Don’t miss out! 20% Off ALL Honey at Zingerman’s Delicatessen 9/17-10/1, 2019
From a mild and delicate Acacia honey to deep, dark, bold flavors like Fir Tree or Corbezzolo honey, we can help you find the perfect pairing for any dish or flavor preference. Come in and taste through a few to select your personal favorite!
GEFILTE FISH
Twice a year, homemade gefilte fish appears in the Deli case. Ari says that he is always happy to see it because it brings back big memories for him! Food critic Mimi Sheraton says it’s “part of the holy trinity of Jewish holiday eating: chicken soup, chopped liver, gefilte fish.” Ari’s grandmother made the first two every Friday night for dinner, and gefilte fish was on the menu for every Rosh Hashanah, Yom Kippur, and Passover.

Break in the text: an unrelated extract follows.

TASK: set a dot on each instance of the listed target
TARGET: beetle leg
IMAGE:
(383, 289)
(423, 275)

Although gefilte fish has become a big part of Jewish holiday eating over the centuries, it isn’t actually a formal or required part of religious observance. It’s definitely not Biblically-based. That said, there is an old Jewish saying: “Without fish, there is no Sabbath.” This was also true for all the big holidays, including Rosh Hashanah—fish of some sort was often part of any important celebration. Back in the 19th century, shtetl fish was bought live at the market (in fact, Ari’s great-grandfather was a fish seller in his hometown of Vawkavysk in Belarus).

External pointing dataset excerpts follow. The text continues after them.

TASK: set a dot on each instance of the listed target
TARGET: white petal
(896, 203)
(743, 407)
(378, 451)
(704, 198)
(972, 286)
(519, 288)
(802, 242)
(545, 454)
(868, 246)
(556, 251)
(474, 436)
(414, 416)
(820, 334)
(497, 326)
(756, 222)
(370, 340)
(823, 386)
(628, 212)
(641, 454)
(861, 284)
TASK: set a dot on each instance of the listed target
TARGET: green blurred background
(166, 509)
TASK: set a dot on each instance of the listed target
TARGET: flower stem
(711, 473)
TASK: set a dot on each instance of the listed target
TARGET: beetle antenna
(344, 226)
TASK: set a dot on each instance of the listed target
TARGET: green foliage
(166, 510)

The gefilte fish tradition is also based in the poverty of Eastern European Jewish society. Tradition dictated that everyone should have a piece of fish on the Sabbath or holidays, but many people couldn’t afford it. Gefilte fish made it possible to serve a small piece of fish to everyone in the family. Also, Jewish law prohibits any work on the Sabbath or High Holidays, and it was determined many centuries ago that pulling bones out of fish was considered “work.” That meant that any fish dish eaten on the Sabbath or High Holidays (like Rosh Hashanah) had to be boneless. Hence, gefilte fish—fish that was boned, ground, and poached to make for easy, work-free consumption.

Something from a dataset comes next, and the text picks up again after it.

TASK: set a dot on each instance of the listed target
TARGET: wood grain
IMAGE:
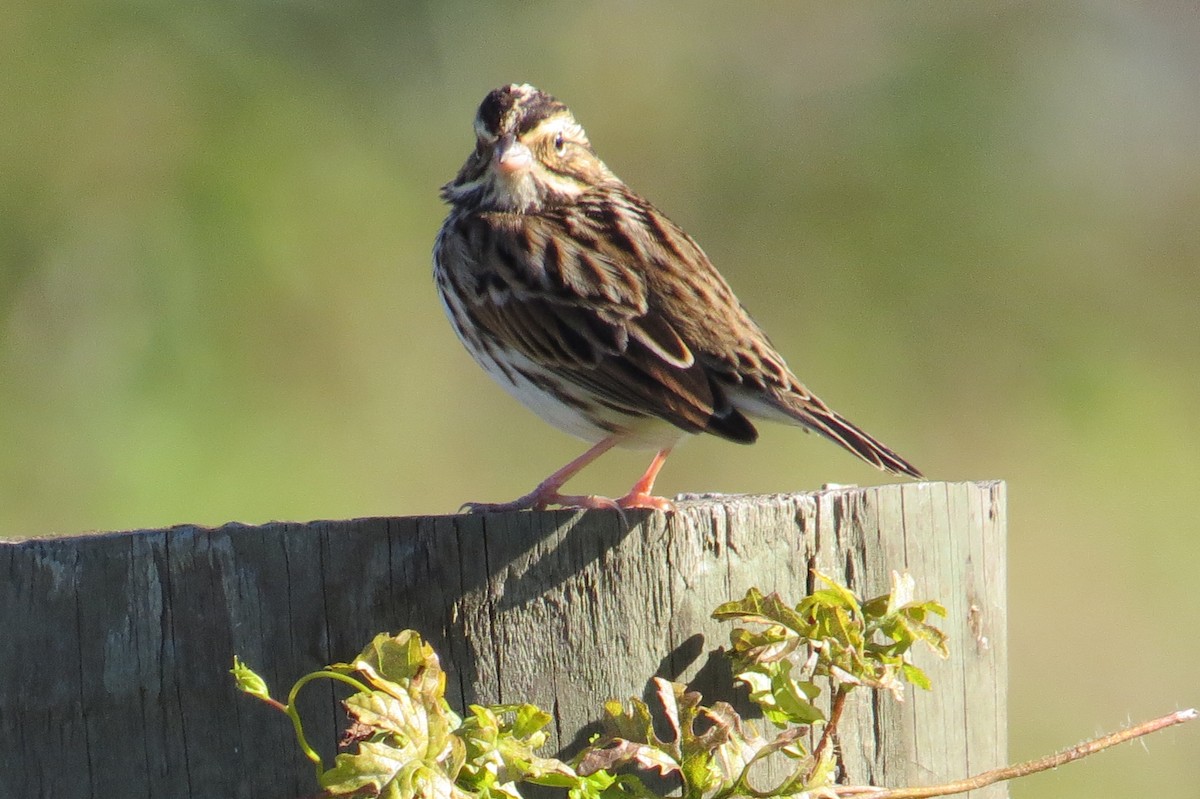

While we know it gets a bad rap at times, gefilte fish is GOOD! It’s truly an appetizer that everyone could and should try. Made with fresh lake fish and spiced with sea salt and white pepper—the fish we use is ground in the Deli kitchen, then poached in homemade fish broth. Over the years, co-managing partner Rodger Bowser and the Deli kitchen crew have gotten really good at making this traditional Jewish specialty. Buy it by the piece and serve it with the Deli’s housemade prepared horseradish (be careful—it’s hot!).